Ya te estás viendo, sentado en una silla plegable al sol mientras sacas unas cervezas para ti y tus amigos de la clásica nevera portátil azul mientras comentáis la jugada de los conciertos de esta noche. O, mejor aún, saliendo de darte un espectacular baño en el mar… O, todavía mejor, estar en el agua con tus amigos mientras ficháis al personal y decidís a qué grupo podríais acercaros para entablar conversación… y lo que surja.
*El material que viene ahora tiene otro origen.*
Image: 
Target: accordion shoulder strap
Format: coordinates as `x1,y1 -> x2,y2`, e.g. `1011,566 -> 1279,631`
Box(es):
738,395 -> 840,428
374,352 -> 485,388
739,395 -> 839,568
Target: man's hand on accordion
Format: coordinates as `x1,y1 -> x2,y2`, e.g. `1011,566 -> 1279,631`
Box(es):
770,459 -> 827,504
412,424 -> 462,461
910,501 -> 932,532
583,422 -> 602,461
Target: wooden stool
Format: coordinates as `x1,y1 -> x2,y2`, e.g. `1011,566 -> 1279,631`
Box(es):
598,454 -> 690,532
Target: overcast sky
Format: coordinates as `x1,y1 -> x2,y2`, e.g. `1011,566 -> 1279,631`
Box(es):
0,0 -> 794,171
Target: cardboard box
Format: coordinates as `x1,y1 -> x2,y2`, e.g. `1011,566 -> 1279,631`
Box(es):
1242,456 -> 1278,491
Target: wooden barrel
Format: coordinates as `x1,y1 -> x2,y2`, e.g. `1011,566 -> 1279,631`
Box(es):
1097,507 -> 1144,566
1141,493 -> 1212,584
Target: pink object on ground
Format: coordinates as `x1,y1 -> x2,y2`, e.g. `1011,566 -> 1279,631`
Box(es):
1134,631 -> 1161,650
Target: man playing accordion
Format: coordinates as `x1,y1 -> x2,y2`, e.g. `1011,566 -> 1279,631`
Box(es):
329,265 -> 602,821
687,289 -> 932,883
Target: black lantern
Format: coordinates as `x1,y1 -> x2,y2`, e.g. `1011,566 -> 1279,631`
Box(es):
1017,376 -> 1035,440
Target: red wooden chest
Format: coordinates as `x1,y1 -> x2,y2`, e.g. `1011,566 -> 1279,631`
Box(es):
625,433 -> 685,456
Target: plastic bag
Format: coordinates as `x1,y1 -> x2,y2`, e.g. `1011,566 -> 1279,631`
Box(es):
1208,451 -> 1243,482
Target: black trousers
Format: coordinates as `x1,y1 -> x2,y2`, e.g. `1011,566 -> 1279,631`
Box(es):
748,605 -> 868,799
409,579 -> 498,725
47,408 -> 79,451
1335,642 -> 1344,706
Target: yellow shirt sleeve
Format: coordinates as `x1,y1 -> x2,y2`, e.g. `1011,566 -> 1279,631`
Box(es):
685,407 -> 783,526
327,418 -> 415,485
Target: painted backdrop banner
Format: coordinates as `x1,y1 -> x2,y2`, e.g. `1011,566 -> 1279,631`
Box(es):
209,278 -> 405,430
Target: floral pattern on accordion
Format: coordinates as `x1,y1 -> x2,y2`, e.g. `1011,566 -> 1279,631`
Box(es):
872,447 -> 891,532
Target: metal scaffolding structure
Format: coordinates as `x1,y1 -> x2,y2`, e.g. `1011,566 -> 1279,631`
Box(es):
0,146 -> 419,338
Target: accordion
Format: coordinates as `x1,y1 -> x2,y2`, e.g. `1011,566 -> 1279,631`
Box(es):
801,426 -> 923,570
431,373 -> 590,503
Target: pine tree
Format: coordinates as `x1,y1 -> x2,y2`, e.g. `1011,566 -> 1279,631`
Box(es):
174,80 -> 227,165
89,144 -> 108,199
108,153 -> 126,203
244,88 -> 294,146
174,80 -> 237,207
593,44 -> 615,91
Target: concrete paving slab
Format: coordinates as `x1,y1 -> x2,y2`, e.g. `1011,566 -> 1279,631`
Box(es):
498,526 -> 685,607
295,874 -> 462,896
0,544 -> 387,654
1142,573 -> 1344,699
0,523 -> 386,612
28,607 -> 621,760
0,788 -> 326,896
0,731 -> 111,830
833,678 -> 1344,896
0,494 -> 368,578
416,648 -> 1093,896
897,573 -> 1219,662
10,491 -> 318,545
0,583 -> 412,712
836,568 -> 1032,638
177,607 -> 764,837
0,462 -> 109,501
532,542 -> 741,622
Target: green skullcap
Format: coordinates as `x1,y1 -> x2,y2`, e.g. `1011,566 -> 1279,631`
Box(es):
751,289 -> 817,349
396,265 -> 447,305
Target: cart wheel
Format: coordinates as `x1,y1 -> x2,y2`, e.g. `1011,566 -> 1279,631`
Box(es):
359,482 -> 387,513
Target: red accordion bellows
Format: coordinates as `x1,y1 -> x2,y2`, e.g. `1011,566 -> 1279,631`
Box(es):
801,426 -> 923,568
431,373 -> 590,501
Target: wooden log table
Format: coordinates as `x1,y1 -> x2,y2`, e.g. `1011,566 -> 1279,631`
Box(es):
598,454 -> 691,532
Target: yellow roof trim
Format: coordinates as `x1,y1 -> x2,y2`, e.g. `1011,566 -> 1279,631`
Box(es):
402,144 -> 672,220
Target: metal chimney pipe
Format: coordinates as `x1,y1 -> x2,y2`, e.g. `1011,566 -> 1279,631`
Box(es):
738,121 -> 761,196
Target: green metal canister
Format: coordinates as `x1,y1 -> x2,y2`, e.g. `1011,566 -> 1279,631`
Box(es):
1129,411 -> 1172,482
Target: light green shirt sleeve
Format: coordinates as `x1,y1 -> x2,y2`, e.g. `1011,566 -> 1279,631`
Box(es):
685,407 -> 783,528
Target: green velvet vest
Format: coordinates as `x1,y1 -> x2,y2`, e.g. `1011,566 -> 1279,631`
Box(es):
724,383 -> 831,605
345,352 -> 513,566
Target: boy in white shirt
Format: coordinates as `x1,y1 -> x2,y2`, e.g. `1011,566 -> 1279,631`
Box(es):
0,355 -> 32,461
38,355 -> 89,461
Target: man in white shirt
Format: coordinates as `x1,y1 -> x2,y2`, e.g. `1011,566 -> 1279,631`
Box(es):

Ay, los festivales de verano, hay que ver el juego que dan a la hora de ligar. Porque si eres de esos a los que les gusta el rollo de la tienda de campaña, dormir cómo y donde se pueda, el camping gas, las duchas “frescas” y además te gusta mezclarte con gente de todo tipo al son de la música y en noches calurosas de verano… Entonces tienes comprobado que se crea un ambiente mágico e idóneo para encontrar a alguien con quien vivir el festival… con más intensidad.

Las opciones para conocer a alguien son tan elevadas como atuendos extraños podemos ver a lo largo de estos días. Sólo con tu ropa puedes conseguir que medio festival se gire cuando pasas, así que ya tendrás medio trabajo hecho para cuando vayas a hablar con algún@ de tus afortunad@s. Y luego está la de provocar una mala maniobra intencionada y tirarle a tu víctima la cerveza por encima simulando que ha sido un accidente. Si consigues naturalidad podrás hasta acompañarle a por agua a limpiarse.

Y es que la desinhibición y la diversión que se respira en los festivales suelen provocar el amor -o algo similar- en sus múltiples variantes: encuentros casuales, encuentros mientras dura el festival, relaciones que perduran incluso una vez bajado el telón… Encontrar algo esporádico es igual de fácil que enamorarse cuando hablamos de estos eventos.

Así que, ¿cómo lo ves? ¿tienes ya los carteles de los festivales de este verano?